Space Cadette has solidified its reputation as a local music hub by hosting a series of live shows. "The shows gave us another dimension," Alfredo notes. "At bars, people don't really want to concentrate on the music; they want to drink and talk, and every once in a while they turn around to look at the band. That's very discouraging, when you realize you're just a jukebox and all that work is gone."

It was the live shows that sparked the idea of converting the lobby into a gallery. "Between bands people just socialize, and I think people could do something more interesting than gossip or stare at an empty wall or try to avoid the person they don't want to talk to all night," Rafael says. "There are people willing to put their art up, and when there's this existing visual arts culture that doesn't get supported down here, I think it's really important to acknowledge that and act upon it. Miami has a few good galleries, but most are geared toward commercializing visual arts. So where do the young artists that have nowhere to exhibit go?" Space Cadette has also been working with the Box, an alternative gallery space in Miami, on gallery exhibitions and CD-release projects.

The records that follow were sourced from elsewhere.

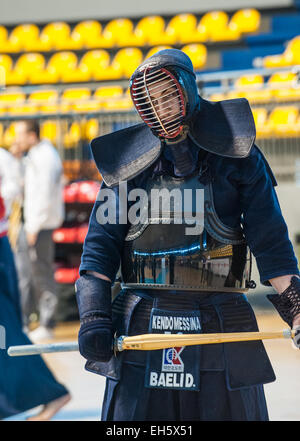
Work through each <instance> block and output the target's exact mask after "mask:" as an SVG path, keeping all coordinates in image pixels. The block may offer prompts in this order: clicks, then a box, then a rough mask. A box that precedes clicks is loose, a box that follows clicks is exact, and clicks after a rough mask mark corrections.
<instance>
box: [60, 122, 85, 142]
mask: <svg viewBox="0 0 300 441" xmlns="http://www.w3.org/2000/svg"><path fill="white" fill-rule="evenodd" d="M83 133H84V127H83V124H82V122H78V121H74V122H73V123H71V125H70V127H69V128H68V129H67V132H66V133H65V134H64V136H63V144H64V147H65V148H72V147H75V146H77V145H78V143H79V142H80V141H81V139H82V138H83Z"/></svg>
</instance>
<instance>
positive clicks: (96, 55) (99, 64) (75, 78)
mask: <svg viewBox="0 0 300 441" xmlns="http://www.w3.org/2000/svg"><path fill="white" fill-rule="evenodd" d="M109 63H110V55H109V53H108V52H107V51H106V50H104V49H95V50H91V51H88V52H86V53H85V54H84V55H83V56H82V58H81V60H80V61H79V63H78V66H77V68H76V69H74V70H73V71H70V72H69V75H68V76H69V81H72V82H82V81H92V80H97V79H98V75H99V73H100V75H101V72H102V71H104V70H106V69H107V68H108V66H109Z"/></svg>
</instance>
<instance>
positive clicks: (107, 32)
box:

Space Cadette doesn't have a set number of employees or formal business hours. The Galvezes and their collaborators frequently put in eighteen-hour days. And the brothers are also prolific artists and musicians. Alfredo currently fronts two bands -- the aforementioned A Kite Is a Victim (formerly the Al Galvez Band) and alternative rock en espanol outfit Enemigo Sol (which is set to perform in a Polygram Latino Records showcase at Rose's Bar & Music Lounge on September 5) -- and he continues to paint and draw. Rafael fronts the Spanish-language electronic band 6/6/96 and is working on a CD-ROM/art book project. More work is on the horizon: Albergaria says Space Cadette is planning to create an electronic music division, which will release his own electronic, Brian Eno-influenced soundtrack compositions, and the music of 6/6/96.

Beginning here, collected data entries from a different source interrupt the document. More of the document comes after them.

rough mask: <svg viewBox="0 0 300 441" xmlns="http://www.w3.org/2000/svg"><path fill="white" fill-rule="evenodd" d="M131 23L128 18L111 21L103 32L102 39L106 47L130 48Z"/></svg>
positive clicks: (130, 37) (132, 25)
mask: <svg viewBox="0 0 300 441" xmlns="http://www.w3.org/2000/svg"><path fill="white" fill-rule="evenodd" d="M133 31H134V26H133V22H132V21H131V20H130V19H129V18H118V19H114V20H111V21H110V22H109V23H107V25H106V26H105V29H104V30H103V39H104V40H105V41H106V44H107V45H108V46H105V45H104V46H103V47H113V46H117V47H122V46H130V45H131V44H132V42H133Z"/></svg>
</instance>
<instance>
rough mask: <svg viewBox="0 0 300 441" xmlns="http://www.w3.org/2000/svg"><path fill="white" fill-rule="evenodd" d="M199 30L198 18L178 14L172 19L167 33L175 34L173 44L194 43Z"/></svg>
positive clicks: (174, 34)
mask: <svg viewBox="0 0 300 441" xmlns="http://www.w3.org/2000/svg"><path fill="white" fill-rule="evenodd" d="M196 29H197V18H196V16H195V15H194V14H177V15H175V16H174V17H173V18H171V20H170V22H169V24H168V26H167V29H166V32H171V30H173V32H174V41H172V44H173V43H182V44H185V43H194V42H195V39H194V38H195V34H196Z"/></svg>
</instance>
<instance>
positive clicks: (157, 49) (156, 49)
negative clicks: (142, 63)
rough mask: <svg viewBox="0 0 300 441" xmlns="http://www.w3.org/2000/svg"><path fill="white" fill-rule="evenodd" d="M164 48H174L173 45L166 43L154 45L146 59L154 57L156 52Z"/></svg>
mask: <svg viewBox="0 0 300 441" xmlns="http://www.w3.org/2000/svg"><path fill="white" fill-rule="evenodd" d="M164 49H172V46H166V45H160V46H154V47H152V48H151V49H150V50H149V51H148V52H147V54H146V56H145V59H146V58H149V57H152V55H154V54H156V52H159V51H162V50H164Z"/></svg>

If the Galvezes sound a tad harried these days, consider that the brothers just launched their own distribution company, There When Down. Formed earlier this year with Kapin, it's envisioned as a way to cut costs and control how Space Cadette music is marketed and sold. The company's catalogue began with Florida bands but has grown to include national and international acts such as Jawbox and Velocity Girls. "We wanted to handle bands we believe in," Kapin says. "We don't see a lot of creativity out there, so we push the bands that we think people should be listening to." In typical Space Cadette fashion, There When Down's catalogue, released this spring, is as much a work of art as a listing -- its pages contain artwork from Alfredo's series of paintings Nightmares Home, as well as creative text by Rafael.

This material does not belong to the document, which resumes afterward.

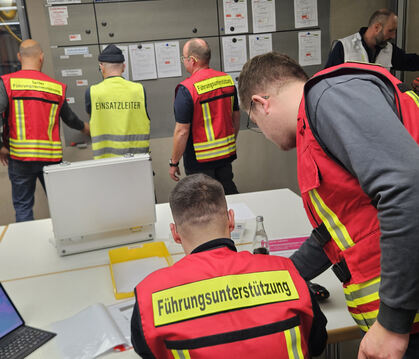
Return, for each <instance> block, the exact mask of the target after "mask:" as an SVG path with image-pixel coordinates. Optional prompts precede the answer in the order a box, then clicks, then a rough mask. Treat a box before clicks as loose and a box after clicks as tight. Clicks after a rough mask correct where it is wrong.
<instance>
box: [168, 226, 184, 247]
mask: <svg viewBox="0 0 419 359" xmlns="http://www.w3.org/2000/svg"><path fill="white" fill-rule="evenodd" d="M169 226H170V232H172V237H173V240H174V241H175V242H176V243H178V244H181V243H182V240H181V238H180V236H179V233H178V232H177V229H176V224H174V223H170V225H169Z"/></svg>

And the renovations at Space Cadette Central (7339 SW 45th St.) continue. The gallery has just been expanded in preparation for two upcoming shows. On Tuesday, September 2, Space Cadette hosts a Latin rock night with the Fun People from Argentina and local bands Cavity, Inmundo Mundo, and Enemigo Sol. On September 16, A Kite Is a Victim and Machete perform with two out-of-town bands, Tsunami and Sonora Pine; the evening will also feature the opening of the exhibition Sediments of Occasion, showcasing works by the Galvez brothers, Kapin, and other Space Cadette collaborators. "We're really excited because we have been totally inspired by Simple Machines," Kapin says, referring to Tsunami's pioneering indie label. "We've been in touch with them for years, so it's really exciting for them to finally see our space. The national bands that come through are amazed that we really do this all ourselves."

While Space Cadette has accomplished a lot in three years, the Galvezes insist the homegrown conglomerate has a long way to go. "We know that maybe nobody will hear these records, but maybe they will become popular in five years; maybe one band will become popular," Rafael says. "We know nothing becomes truly worthwhile and whole in one day or one year. You have to work it through until you get the results you want. And we're getting there little by little. Maybe we'll get there in five years, maybe in ten, but we are willing to wait.